I will not reckon with the gods; yet truly
Deserving of lament is woman’s lot.
Man rules alike at home and in the field,
Nor is in foreign climes without resource;
Him conquest crowneth, him possession gladdens,
And him an honorable death awaits.
How circumscrib’d is woman’s destiny!
Obedience to a harsh, imperious lord,
Her duty, and her comfort; sad her fate,
Whom hostile fortune drives to lands remote!
Thus Thoas holds me here, a noble man
Bound with a heavy though a sacred chain.
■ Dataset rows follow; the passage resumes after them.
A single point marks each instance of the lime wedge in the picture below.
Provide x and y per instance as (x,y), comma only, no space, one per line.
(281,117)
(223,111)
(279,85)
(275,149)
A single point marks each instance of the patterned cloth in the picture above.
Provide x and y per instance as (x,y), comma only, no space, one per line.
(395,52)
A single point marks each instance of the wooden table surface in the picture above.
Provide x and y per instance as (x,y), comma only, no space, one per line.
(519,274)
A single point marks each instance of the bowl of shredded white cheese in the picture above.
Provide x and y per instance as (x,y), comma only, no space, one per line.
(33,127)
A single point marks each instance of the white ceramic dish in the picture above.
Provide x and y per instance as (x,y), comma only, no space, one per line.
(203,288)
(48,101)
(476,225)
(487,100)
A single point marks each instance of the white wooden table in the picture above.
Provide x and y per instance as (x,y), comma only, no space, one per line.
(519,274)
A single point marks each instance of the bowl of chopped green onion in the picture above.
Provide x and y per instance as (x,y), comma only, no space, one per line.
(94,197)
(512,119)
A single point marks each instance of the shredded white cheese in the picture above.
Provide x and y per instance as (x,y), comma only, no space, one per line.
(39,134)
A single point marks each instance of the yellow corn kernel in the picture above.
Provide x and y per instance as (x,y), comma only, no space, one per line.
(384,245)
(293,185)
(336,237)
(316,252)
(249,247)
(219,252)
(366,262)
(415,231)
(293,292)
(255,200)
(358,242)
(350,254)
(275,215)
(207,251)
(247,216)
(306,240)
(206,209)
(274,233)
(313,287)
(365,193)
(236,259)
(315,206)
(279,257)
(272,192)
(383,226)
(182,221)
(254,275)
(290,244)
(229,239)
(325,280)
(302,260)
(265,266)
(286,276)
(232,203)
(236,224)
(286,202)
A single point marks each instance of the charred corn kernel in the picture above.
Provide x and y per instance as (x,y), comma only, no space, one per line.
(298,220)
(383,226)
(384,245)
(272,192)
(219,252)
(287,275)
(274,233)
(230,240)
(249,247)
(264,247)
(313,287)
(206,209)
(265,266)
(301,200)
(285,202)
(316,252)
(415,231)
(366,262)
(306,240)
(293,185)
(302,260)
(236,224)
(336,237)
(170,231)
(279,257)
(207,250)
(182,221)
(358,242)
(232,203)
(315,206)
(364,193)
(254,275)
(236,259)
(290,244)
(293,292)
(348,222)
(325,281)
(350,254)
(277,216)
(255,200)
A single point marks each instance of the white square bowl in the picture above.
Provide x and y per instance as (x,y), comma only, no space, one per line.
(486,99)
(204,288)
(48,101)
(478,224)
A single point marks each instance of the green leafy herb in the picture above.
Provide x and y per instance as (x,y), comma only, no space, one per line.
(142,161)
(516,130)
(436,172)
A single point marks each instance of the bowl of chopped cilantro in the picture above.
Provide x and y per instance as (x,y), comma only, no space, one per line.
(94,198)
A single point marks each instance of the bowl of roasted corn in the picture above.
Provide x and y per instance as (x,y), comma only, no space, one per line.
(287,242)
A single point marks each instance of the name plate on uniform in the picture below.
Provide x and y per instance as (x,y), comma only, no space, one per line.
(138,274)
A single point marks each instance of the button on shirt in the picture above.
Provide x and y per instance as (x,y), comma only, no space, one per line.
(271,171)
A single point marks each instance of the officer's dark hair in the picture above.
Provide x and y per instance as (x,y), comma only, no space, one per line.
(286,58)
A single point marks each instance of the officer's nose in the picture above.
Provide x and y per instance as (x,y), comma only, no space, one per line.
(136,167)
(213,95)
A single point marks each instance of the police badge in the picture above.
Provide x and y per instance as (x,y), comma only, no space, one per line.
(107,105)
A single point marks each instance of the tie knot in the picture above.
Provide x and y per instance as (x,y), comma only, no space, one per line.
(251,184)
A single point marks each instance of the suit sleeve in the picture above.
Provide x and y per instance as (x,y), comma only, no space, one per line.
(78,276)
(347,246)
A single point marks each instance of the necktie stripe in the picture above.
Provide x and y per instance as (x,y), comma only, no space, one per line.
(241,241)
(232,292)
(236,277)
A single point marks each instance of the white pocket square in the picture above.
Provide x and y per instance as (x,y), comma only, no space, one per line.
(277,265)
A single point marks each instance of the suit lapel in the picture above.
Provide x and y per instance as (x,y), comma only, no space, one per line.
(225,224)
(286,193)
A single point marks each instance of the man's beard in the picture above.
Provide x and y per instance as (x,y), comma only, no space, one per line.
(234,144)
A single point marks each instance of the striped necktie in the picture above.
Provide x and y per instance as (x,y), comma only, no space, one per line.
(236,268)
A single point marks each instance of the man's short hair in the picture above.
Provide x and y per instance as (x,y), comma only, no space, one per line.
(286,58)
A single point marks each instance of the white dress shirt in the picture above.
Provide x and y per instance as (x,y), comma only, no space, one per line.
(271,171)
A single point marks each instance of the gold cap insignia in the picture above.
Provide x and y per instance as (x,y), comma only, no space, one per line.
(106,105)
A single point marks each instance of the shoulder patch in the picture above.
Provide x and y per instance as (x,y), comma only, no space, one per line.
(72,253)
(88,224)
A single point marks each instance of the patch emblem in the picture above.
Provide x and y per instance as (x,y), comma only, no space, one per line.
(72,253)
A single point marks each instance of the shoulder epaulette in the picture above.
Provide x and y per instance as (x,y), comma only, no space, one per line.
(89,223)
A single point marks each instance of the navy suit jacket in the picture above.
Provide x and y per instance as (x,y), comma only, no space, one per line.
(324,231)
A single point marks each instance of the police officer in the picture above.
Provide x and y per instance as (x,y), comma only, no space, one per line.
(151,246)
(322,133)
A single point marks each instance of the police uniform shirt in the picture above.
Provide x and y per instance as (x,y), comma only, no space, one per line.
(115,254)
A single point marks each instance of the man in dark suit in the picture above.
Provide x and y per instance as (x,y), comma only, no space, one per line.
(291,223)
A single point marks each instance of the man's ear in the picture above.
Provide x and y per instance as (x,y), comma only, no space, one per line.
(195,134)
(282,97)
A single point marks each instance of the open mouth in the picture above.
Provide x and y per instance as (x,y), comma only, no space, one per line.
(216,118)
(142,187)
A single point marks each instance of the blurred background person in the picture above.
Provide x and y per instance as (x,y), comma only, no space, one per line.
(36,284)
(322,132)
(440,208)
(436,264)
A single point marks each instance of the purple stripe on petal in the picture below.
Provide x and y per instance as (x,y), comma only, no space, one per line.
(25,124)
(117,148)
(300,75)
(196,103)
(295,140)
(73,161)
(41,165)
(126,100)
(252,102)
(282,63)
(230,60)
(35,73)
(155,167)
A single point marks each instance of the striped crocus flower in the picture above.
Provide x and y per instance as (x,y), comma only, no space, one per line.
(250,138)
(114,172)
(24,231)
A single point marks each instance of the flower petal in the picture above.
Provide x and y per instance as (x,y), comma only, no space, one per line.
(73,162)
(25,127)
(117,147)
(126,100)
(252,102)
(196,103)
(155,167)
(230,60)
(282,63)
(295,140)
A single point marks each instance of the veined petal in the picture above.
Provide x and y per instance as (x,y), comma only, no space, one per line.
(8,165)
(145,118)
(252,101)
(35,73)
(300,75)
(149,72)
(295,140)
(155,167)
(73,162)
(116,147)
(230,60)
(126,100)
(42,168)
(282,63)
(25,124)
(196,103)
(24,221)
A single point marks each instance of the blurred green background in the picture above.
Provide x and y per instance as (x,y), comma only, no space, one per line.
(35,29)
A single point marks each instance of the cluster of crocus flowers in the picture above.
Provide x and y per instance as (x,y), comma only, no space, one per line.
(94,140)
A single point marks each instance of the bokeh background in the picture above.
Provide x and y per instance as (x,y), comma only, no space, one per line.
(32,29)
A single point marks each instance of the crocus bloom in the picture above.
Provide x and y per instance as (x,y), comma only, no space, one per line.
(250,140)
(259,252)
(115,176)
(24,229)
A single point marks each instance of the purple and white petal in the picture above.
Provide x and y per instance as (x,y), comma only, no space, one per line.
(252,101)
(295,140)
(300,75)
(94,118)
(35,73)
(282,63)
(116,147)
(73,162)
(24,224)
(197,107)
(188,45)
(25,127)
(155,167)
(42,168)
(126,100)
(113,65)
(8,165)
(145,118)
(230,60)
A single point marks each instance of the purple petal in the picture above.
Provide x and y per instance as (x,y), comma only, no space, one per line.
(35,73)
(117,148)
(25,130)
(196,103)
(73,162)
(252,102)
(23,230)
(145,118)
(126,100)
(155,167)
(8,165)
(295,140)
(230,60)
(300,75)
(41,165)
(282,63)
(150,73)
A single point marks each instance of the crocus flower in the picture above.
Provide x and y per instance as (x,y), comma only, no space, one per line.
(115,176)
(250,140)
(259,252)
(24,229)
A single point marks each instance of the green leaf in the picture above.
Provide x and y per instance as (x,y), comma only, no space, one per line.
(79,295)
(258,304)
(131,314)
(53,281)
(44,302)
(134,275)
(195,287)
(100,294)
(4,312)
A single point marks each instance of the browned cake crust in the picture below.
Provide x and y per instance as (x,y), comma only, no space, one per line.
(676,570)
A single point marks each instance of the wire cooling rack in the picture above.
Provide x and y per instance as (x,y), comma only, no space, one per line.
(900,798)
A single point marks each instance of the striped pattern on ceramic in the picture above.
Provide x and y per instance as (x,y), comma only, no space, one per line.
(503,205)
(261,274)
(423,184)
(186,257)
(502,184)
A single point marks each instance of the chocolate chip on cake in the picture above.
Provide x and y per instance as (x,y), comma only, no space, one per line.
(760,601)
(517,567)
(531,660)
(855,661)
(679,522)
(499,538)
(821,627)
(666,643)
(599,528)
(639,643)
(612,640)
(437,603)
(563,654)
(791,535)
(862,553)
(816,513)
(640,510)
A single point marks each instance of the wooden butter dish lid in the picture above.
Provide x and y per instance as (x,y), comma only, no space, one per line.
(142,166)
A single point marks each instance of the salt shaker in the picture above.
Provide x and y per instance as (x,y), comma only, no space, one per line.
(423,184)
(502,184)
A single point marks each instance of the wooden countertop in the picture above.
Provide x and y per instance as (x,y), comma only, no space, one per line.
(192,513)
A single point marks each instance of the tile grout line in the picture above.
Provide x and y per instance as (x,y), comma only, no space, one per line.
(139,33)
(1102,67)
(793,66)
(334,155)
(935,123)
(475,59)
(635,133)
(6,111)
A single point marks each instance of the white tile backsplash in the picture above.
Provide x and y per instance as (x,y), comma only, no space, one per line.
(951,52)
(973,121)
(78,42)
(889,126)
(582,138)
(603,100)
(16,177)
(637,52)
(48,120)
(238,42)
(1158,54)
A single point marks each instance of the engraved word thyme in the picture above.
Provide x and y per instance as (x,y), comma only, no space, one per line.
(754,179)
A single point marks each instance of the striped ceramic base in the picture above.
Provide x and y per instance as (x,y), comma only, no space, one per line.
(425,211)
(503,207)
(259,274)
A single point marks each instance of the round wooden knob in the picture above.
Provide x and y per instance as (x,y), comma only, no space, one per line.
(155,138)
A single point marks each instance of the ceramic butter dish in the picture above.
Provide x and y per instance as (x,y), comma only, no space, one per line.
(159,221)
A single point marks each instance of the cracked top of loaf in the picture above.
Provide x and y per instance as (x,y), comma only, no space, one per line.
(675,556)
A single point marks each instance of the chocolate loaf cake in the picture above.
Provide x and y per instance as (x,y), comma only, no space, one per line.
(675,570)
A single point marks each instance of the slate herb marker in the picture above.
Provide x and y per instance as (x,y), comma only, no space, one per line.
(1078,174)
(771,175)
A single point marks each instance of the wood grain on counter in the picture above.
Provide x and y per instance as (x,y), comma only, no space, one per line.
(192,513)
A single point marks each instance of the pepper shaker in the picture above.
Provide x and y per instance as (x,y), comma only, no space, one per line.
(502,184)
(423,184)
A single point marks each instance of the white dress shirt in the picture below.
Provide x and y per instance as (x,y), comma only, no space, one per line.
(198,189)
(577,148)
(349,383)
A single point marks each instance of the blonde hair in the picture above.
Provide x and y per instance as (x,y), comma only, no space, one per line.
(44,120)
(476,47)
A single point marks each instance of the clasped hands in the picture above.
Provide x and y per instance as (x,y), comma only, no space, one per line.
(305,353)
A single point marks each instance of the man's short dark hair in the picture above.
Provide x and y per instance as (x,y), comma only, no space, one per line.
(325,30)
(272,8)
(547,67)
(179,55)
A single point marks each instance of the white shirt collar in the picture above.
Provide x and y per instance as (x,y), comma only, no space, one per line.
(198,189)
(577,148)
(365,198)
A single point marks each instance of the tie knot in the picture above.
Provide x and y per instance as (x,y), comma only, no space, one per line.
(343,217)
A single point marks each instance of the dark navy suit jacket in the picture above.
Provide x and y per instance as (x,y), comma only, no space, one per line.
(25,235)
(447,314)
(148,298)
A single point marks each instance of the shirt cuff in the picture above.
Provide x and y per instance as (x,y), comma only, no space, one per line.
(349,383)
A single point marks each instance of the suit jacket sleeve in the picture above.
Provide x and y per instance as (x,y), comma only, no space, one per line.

Oh, how it shames me, goddess, to confess
That with repugnance I perform these rites
For thee, divine protectress! unto whom
I would in freedom dedicate my life.
In thee, Diana, I have always hoped,
And still I hope in thee, who didst infold
Within the holy shelter of thine arm
The outcast daughter of the mighty king.
Daughter of Jove! hast thou from ruin’d Troy
Led back in triumph to his native land
The mighty man, whom thou didst sore afflict,
His daughter’s life in sacrifice demanding,—
Hast thou for him, the godlike Agamemnon,
Who to thine altar led his darling child,
Preserv’d his wife, Electra, and his son,
His dearest treasures?—then at length restore
Thy suppliant also to her friends and home,
And save her, as thou once from death didst save,
So now, from living here, a second death.